Social Science Division
The Social Sciences Division comprises the largest grouping of social sciences in the UK, home to fourteen outstanding departments, tackling some of the major challenges facing humanity in the 21st century.
Divisional overview
Oxford's Social Sciences departments are committed to research that develops a greater understanding of all aspects of our complex society, including cybercrime, economic and political turmoil, environmental change, inequality, legal systems, movement of people and social development.
This research is disseminated through a wide range of innovative graduate courses, many of which are recognised by the UK Research Councils and provide preparation for doctoral work, as well as being discrete programmes of advanced study in their own right; others provide a professional qualification.
The purpose-built Centre for Advanced Studies in the Social Sciences, adjacent to the Faculty of Law houses the Department of Economics, the Department of Politics and International Relations and the Bodleian Social Science Library, providing exceptional facilities for master's and research students. All are rooted in research of international standing and students have access to a well-resourced, active research environment. The division also includes the Saïd Business School and the Blavatnik School of Government.

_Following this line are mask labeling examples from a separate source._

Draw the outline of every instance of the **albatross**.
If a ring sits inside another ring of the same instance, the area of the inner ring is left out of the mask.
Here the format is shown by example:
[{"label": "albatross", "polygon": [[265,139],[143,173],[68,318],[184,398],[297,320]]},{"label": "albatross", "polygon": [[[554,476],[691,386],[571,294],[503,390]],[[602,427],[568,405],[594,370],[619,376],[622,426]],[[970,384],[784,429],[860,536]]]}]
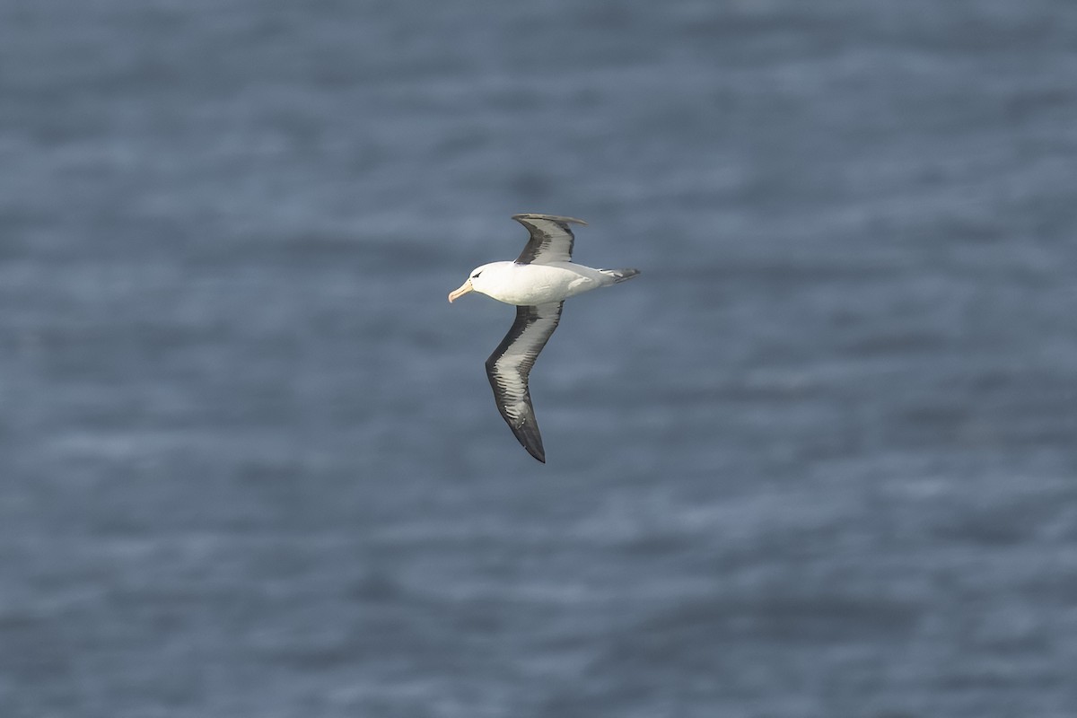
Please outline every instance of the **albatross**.
[{"label": "albatross", "polygon": [[556,214],[516,214],[531,234],[516,262],[491,262],[475,267],[449,302],[468,292],[516,307],[516,321],[486,361],[486,376],[498,410],[517,440],[532,456],[546,463],[538,422],[531,407],[528,375],[558,322],[569,297],[632,279],[639,269],[593,269],[572,261],[571,224],[583,220]]}]

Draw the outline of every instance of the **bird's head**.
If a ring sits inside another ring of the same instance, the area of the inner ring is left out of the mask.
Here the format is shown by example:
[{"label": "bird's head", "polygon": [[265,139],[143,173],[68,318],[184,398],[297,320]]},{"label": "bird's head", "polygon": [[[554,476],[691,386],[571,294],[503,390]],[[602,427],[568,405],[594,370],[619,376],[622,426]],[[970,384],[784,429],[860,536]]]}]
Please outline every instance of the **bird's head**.
[{"label": "bird's head", "polygon": [[485,264],[481,267],[475,267],[472,269],[471,276],[467,281],[460,285],[459,288],[453,290],[449,293],[449,301],[456,301],[460,297],[464,296],[468,292],[478,292],[479,294],[489,294],[487,291],[490,283],[493,281],[492,276],[496,273],[494,264],[505,264],[505,263],[491,263]]}]

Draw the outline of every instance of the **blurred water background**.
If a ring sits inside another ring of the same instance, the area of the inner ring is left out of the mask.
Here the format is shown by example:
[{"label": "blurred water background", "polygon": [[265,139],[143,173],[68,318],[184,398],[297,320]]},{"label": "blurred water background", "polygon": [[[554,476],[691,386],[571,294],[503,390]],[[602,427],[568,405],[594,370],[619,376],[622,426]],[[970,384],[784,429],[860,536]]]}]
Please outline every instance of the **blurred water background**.
[{"label": "blurred water background", "polygon": [[1072,718],[1075,163],[1068,0],[0,3],[0,714]]}]

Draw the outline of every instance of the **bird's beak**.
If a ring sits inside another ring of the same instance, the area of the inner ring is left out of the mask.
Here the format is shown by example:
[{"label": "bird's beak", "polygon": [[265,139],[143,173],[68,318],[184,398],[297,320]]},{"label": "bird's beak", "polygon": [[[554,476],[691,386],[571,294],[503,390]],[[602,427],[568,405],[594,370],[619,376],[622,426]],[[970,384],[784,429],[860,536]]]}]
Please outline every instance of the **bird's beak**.
[{"label": "bird's beak", "polygon": [[475,287],[471,285],[471,280],[468,279],[466,282],[460,285],[459,290],[453,290],[452,292],[449,292],[449,304],[452,304],[454,299],[459,299],[460,297],[464,296],[468,292],[473,292],[474,290]]}]

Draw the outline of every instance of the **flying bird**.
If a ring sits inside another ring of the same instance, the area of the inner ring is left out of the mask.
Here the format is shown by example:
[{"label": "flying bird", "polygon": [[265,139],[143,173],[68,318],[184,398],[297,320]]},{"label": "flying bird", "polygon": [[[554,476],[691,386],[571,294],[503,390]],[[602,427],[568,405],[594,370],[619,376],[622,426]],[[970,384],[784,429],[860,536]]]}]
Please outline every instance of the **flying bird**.
[{"label": "flying bird", "polygon": [[586,225],[556,214],[516,214],[531,233],[516,262],[491,262],[472,270],[449,301],[468,292],[516,307],[516,321],[486,361],[486,376],[498,410],[532,456],[546,463],[538,422],[531,407],[528,375],[538,352],[561,321],[564,300],[584,292],[632,279],[639,269],[592,269],[572,262],[570,224]]}]

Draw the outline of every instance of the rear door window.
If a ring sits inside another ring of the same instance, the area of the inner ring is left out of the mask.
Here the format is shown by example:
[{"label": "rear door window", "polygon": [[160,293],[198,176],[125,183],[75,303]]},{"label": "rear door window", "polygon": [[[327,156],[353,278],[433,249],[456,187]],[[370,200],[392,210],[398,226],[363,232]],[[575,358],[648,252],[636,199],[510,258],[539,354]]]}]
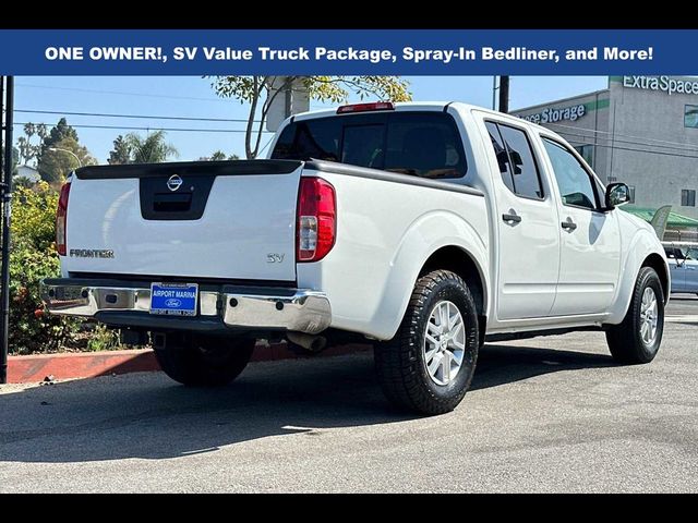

As one of the major providers of social science research in the UK, the University, in collaboration with Brunel University of London and The Open University, hosts the Grand Union Doctoral Training Partnership, one of fifteen Doctoral Training Partnerships accredited by the Economic and Social Research Council (ESRC) as part of a Doctoral Training Network. ESRC DTP studentships are available in a wide variety of training pathways in the social sciences, for both DPhil and master's-to-DPhil programmes.